Predicting Ventricular Arrhythmias using Upstream Electrograms from Intracardiac Devices

Zuzana Koscova1, faisal merchant2, MIKHAEL ELCHAMI3, Albert J Rogers4, Gari D. Clifford5, Neal Kumar Bhatia6
1Department of Biomedical Informatics, Emory University; Institute of Scientific Instruments of the Czech Academy of Sciences, 2emory university, 3Emory, 4Stanford University, 5Emory University and Georgia Institute of Technology, 6Emory University School of Medicine


Abstract

Ventricular arrhythmias (VAs) can lead to sudden cardiac death if not promptly managed. Implantable cardioverter defibrillators (ICDs) typically deliver therapy after VA onset, leaving a limited window for intervention and potentially causing adverse effects such as inappropriate shocks. This study investigates predicting VA onset using intracardiac electrograms (EGMs) recorded by subcutaneous ICDs immediately preceding the VA event.
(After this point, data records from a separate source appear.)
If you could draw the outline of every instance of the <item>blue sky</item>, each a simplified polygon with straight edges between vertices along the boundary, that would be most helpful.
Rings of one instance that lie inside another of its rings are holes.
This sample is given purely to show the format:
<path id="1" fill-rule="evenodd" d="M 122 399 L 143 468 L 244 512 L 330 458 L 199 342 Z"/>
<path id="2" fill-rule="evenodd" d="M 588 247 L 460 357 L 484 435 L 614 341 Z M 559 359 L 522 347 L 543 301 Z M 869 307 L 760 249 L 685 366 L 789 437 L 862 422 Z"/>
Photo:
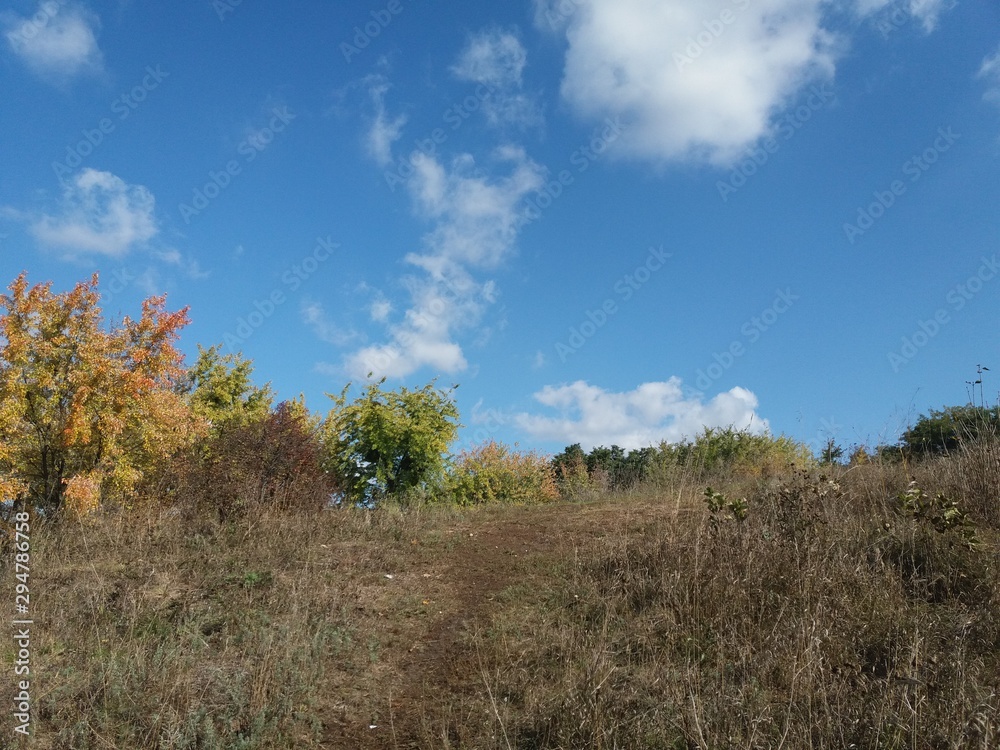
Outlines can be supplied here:
<path id="1" fill-rule="evenodd" d="M 458 383 L 464 445 L 874 444 L 1000 372 L 995 3 L 165 5 L 0 13 L 6 282 L 321 411 Z"/>

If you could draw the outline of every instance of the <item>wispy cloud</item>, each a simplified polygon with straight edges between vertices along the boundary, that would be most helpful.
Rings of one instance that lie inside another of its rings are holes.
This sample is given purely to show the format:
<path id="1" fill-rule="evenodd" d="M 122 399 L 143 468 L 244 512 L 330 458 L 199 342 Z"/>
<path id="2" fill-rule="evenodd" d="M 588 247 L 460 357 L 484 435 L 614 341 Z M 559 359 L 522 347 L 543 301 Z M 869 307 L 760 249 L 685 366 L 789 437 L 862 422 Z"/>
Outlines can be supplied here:
<path id="1" fill-rule="evenodd" d="M 757 397 L 750 391 L 733 388 L 705 402 L 686 397 L 676 377 L 620 393 L 578 380 L 545 386 L 534 397 L 557 416 L 521 413 L 515 424 L 535 439 L 581 443 L 587 450 L 598 445 L 631 450 L 663 440 L 676 442 L 695 437 L 705 427 L 768 429 L 767 420 L 757 415 Z"/>
<path id="2" fill-rule="evenodd" d="M 371 315 L 371 319 L 374 320 L 376 323 L 385 323 L 387 320 L 389 320 L 389 314 L 391 312 L 392 312 L 392 303 L 382 296 L 379 296 L 368 307 L 368 313 L 369 315 Z"/>
<path id="3" fill-rule="evenodd" d="M 334 323 L 326 314 L 323 306 L 315 300 L 303 299 L 300 312 L 302 321 L 312 329 L 321 341 L 334 346 L 345 346 L 358 337 L 356 332 L 346 331 Z"/>
<path id="4" fill-rule="evenodd" d="M 452 66 L 456 78 L 485 86 L 482 111 L 491 125 L 541 125 L 541 108 L 523 91 L 528 52 L 511 31 L 488 29 L 469 38 Z"/>
<path id="5" fill-rule="evenodd" d="M 983 98 L 1000 106 L 1000 47 L 993 55 L 983 60 L 978 77 L 986 81 L 986 93 L 983 94 Z"/>
<path id="6" fill-rule="evenodd" d="M 937 28 L 941 14 L 956 4 L 956 0 L 855 0 L 854 7 L 859 15 L 867 16 L 895 5 L 901 12 L 909 13 L 919 21 L 929 34 Z"/>
<path id="7" fill-rule="evenodd" d="M 434 226 L 423 251 L 404 258 L 419 271 L 403 279 L 409 307 L 392 322 L 389 309 L 380 306 L 389 340 L 348 355 L 344 366 L 352 377 L 405 377 L 421 367 L 452 373 L 468 366 L 455 334 L 475 326 L 495 299 L 493 283 L 477 281 L 471 271 L 495 268 L 509 256 L 518 206 L 543 183 L 542 168 L 519 148 L 498 149 L 494 162 L 506 170 L 503 176 L 484 174 L 468 154 L 448 165 L 433 156 L 414 158 L 407 187 L 417 215 Z"/>
<path id="8" fill-rule="evenodd" d="M 6 13 L 0 18 L 9 48 L 43 77 L 65 79 L 103 67 L 94 33 L 100 21 L 81 5 L 49 0 L 29 17 Z"/>
<path id="9" fill-rule="evenodd" d="M 65 183 L 59 210 L 30 220 L 43 247 L 66 256 L 96 253 L 120 258 L 158 232 L 153 194 L 111 172 L 84 169 Z"/>
<path id="10" fill-rule="evenodd" d="M 366 146 L 375 162 L 380 167 L 386 167 L 392 163 L 392 146 L 403 134 L 406 115 L 389 117 L 386 113 L 385 95 L 389 91 L 389 83 L 384 76 L 370 76 L 367 83 L 375 116 L 366 136 Z"/>

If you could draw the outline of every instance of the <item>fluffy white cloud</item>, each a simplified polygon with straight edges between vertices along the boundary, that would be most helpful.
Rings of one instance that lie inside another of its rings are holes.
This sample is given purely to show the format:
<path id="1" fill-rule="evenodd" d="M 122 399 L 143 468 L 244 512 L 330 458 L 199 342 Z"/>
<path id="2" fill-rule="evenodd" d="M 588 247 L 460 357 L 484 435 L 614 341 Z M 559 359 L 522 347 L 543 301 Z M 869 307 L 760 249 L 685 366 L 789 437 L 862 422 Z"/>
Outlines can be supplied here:
<path id="1" fill-rule="evenodd" d="M 158 232 L 152 193 L 110 172 L 84 169 L 64 185 L 59 208 L 34 219 L 29 230 L 43 246 L 67 255 L 120 258 Z"/>
<path id="2" fill-rule="evenodd" d="M 979 68 L 979 78 L 986 81 L 986 93 L 983 94 L 983 98 L 1000 105 L 1000 48 L 983 60 Z"/>
<path id="3" fill-rule="evenodd" d="M 580 443 L 590 450 L 598 445 L 620 445 L 629 450 L 693 438 L 705 427 L 749 428 L 765 431 L 766 420 L 757 413 L 757 397 L 744 388 L 720 393 L 708 402 L 685 396 L 681 380 L 643 383 L 624 393 L 578 380 L 546 386 L 535 400 L 558 416 L 521 413 L 515 424 L 538 440 Z"/>
<path id="4" fill-rule="evenodd" d="M 352 377 L 405 377 L 421 367 L 452 373 L 468 366 L 454 336 L 476 325 L 495 299 L 492 282 L 475 280 L 470 270 L 494 268 L 509 256 L 519 205 L 543 183 L 544 171 L 522 150 L 502 148 L 495 157 L 506 169 L 500 177 L 477 169 L 467 154 L 450 165 L 433 156 L 414 158 L 407 187 L 417 214 L 434 228 L 422 252 L 405 257 L 419 273 L 403 280 L 410 305 L 402 320 L 389 322 L 390 308 L 379 307 L 376 319 L 386 322 L 389 340 L 348 355 L 344 366 Z"/>
<path id="5" fill-rule="evenodd" d="M 6 14 L 4 21 L 8 46 L 36 73 L 65 78 L 102 67 L 99 22 L 78 5 L 47 0 L 30 17 Z"/>
<path id="6" fill-rule="evenodd" d="M 581 5 L 562 93 L 583 115 L 626 119 L 619 144 L 631 155 L 731 161 L 804 83 L 833 73 L 822 0 Z"/>
<path id="7" fill-rule="evenodd" d="M 902 0 L 901 12 L 929 31 L 950 1 Z M 900 0 L 536 0 L 536 19 L 565 29 L 570 106 L 630 123 L 616 152 L 727 165 L 804 87 L 832 79 L 845 45 L 826 14 L 890 2 Z"/>
<path id="8" fill-rule="evenodd" d="M 491 125 L 540 125 L 535 100 L 522 91 L 528 52 L 509 31 L 490 29 L 472 35 L 451 71 L 456 78 L 486 87 L 481 109 Z"/>

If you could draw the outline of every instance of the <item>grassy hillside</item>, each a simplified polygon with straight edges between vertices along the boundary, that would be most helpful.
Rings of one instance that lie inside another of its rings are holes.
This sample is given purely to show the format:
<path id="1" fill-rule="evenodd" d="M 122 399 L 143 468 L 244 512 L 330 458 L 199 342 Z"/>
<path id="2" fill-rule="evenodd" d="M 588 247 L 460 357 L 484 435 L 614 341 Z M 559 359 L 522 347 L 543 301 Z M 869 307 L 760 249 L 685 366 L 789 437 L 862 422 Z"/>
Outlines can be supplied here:
<path id="1" fill-rule="evenodd" d="M 996 445 L 710 479 L 37 526 L 23 744 L 1000 745 Z"/>

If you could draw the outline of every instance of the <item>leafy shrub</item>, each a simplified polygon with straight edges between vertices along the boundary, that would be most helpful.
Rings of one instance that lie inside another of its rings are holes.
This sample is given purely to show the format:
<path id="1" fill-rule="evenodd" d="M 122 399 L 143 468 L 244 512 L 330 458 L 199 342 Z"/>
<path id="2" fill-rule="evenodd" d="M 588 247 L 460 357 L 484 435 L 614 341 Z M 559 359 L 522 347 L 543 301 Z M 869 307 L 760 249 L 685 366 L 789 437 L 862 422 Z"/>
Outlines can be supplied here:
<path id="1" fill-rule="evenodd" d="M 347 403 L 350 384 L 333 397 L 323 425 L 326 468 L 348 499 L 369 504 L 426 487 L 444 475 L 445 451 L 458 431 L 458 408 L 433 381 L 418 390 L 384 391 L 382 378 Z"/>
<path id="2" fill-rule="evenodd" d="M 755 434 L 733 427 L 706 427 L 693 442 L 663 443 L 660 452 L 668 462 L 694 468 L 702 474 L 727 470 L 738 475 L 771 475 L 791 465 L 809 465 L 813 460 L 806 446 L 789 437 Z"/>
<path id="3" fill-rule="evenodd" d="M 579 443 L 569 445 L 562 453 L 553 456 L 551 466 L 556 487 L 563 497 L 572 497 L 593 486 L 587 470 L 587 454 Z"/>
<path id="4" fill-rule="evenodd" d="M 263 508 L 319 510 L 337 489 L 322 463 L 318 435 L 283 402 L 179 455 L 159 483 L 188 512 L 223 520 Z"/>
<path id="5" fill-rule="evenodd" d="M 974 443 L 1000 433 L 1000 407 L 949 406 L 931 409 L 903 433 L 902 445 L 916 453 L 950 453 L 963 443 Z"/>
<path id="6" fill-rule="evenodd" d="M 548 459 L 492 440 L 459 455 L 449 488 L 461 505 L 547 502 L 559 495 Z"/>

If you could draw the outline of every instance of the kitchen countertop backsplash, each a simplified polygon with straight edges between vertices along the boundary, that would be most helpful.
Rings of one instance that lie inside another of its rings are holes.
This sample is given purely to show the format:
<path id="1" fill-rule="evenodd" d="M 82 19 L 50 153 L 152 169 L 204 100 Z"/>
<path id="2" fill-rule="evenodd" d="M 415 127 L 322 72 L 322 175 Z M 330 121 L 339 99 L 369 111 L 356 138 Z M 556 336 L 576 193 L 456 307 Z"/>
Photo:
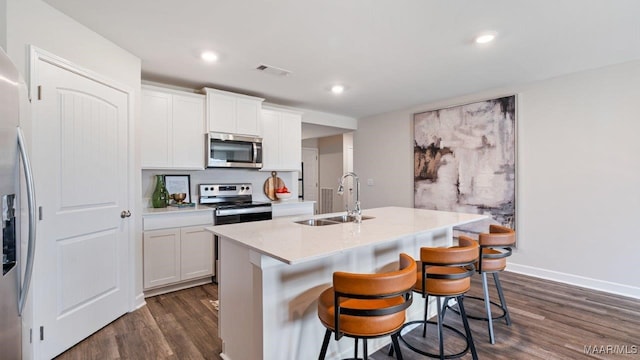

The training set included 10,913 EGM recordings, with 236 upstream EGMs recorded before VA onset from Emory University Hospital, while the test set included 3,712 recordings with 51 upstream EGMs from Stanford Hospital. A deep learning model—a residual neural network with an attention mechanism—was first pretrained on a large ECG dataset due to the small size of the VA dataset, and then fine-tuned end to end for the VA prediction task.

During method development, we trained five models corresponding to five cross-validation folds using Emory dataset. On the independent Stanford test set, the model achieved strong performance, with a mean AUROC of 0.95 ± 0.01 and an AUPRC of 0.62 ± 0.06. Temporal analysis showed that VA can be predicted up to 37 seconds before onset, achieving high sensitivity (0.89 ± 0.02) and specificity (0.93 ± 0.02), extending the prediction window by up to 32 seconds compared to previous studies. Notably, the proximity of upstream EGMs to the VA onset did not significantly affect AUROC, suggesting that earlier detection may allow sufficient time for therapeutic intervention. Although precision remains relatively low (0.15 ± 0.03), it is important to consider that precision is prevalence-dependent, and in our case, the prevalence of upstream EGMs is only 1.4%. Nonetheless, further improvements in precision are necessary for clinical application.

These findings highlight the potential of predicting VA onset from intracardiac EGMs, enabling timely therapeutic intervention before the arrhythmia fully develops.